Il faut dire que c’est un peu mission impossible, une bande-annonce. Ramener un film entier à quelques images, c’est limite débile. On peut aussi dire que, vu la contrainte, c’est tout un art. Etre basique, mais pas trop. Subtil, mais pas trop. En dire assez, mais pas trop. Créer du désir. De la frustration. Mais aussi du plaisir. Surtout qu’une bande-annonce passe au milieu d’autres bandes-annonces. Qui, toutes, veulent décrocher la timbale. Que la meilleure gagne ! La preuve de l’importance de la bande-annonce, c’est ce dialogue qu’on entend si souvent : t’as vu « Miracle en Auvergne » (cherchez pas, ça n’existe toujours pas), non, mais j’ai vu la bande-annonce. Preuve qu’on l’a quasiment vu, Miracle en Auvergne. Qu’on en sait suffisamment pour en discuter. Avec, sur celui qui l’a vu, cet incomparable avantage : on n’a pas eu le temps d’être déjà déçu.

C’est comme les émissions politiques à la télé, quand les candidats viennent vanter leur programme, leurs idées, leur personne.
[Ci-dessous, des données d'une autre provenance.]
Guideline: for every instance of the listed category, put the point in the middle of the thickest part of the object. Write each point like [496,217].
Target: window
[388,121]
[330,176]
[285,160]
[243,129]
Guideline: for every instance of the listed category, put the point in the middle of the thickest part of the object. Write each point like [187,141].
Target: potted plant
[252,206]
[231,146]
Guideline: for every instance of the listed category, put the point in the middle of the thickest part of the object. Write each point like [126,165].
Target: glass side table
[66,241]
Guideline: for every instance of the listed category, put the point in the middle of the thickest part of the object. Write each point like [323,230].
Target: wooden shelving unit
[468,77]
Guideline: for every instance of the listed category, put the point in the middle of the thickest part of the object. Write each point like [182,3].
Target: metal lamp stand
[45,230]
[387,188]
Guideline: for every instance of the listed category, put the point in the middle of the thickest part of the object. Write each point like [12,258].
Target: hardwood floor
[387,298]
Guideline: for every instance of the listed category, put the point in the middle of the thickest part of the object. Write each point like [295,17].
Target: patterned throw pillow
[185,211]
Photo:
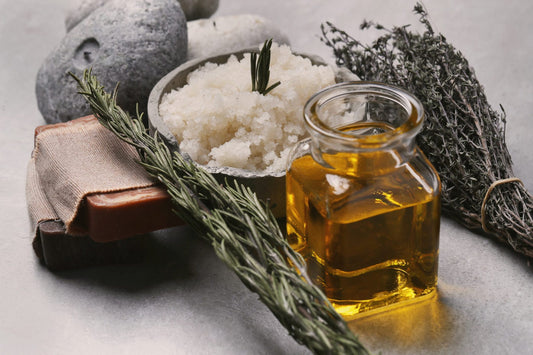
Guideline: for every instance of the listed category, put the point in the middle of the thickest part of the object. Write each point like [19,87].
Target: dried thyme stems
[463,137]
[241,229]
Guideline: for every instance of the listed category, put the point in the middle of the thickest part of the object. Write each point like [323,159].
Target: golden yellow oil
[369,231]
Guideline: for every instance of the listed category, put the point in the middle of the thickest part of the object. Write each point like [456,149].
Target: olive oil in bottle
[366,217]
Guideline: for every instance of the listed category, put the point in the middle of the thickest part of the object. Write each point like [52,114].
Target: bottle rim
[410,127]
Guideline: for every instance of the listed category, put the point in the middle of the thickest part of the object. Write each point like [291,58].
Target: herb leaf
[242,230]
[260,69]
[464,137]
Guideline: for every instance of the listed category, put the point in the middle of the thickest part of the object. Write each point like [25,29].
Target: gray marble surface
[182,300]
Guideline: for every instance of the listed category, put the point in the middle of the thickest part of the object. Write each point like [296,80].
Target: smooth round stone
[193,10]
[210,37]
[134,43]
[197,9]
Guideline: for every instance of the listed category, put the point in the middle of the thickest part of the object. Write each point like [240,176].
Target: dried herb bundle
[463,137]
[241,229]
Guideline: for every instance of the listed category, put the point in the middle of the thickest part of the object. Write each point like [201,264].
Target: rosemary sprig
[260,69]
[241,229]
[463,136]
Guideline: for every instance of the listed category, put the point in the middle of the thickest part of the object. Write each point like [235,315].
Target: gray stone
[197,9]
[131,42]
[225,34]
[193,10]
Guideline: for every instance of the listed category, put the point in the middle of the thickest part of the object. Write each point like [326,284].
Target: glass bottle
[363,202]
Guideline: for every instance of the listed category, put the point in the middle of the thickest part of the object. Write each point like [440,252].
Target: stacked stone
[135,43]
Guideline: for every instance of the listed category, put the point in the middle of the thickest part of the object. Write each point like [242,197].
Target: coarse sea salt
[219,122]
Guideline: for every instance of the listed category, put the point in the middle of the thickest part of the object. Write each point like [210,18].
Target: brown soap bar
[60,251]
[118,215]
[114,216]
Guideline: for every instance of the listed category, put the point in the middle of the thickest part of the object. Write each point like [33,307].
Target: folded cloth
[72,160]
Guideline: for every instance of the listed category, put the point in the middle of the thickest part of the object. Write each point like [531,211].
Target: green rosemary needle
[464,137]
[241,229]
[260,69]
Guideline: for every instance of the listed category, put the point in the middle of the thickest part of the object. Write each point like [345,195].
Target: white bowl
[269,186]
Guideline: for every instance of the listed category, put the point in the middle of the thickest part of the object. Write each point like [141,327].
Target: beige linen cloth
[72,160]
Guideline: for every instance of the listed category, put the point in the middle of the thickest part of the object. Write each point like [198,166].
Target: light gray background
[182,300]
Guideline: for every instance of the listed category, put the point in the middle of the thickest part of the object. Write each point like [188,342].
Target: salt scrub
[220,122]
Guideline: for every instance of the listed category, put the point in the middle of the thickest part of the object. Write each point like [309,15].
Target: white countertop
[183,300]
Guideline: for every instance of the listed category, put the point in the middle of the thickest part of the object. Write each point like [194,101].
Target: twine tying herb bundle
[464,137]
[241,229]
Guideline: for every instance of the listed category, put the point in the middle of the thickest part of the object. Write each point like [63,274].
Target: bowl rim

Vous allez me dire que deux heures au lieu de quelques secondes, ce n’est pas exactement la même chose. Mais si ! Quelques secondes pour un film de deux heures, c’est pareil que deux heures pour un mandat régionale. A la télé, les candidats essayent de nous donner envie de voir le film dans son entier. Ils nous appâtent. Ils nous font rêver. Et nous, on est comme avec les bandes-annonces. Si l’émission est raté, est-ce que ça veut dire que le film sera raté ? Si elle est réussie, est-ce que le film sera réussi ? Pas facile de prendre les paris. La télé, c’est de l’émotion, de la séduction, du suspense. Cinq ans de réalité, c’est une autre paire de manches. T’as vu le quinquennat ? Et pourtant, j’avais vu l’émission…

J’ai gardé le meilleur pour la fin. La question de fond : la vie est-elle une bande-annonce ? Et si oui, de quoi ?

Je ramasse les copies dans une heure et demie.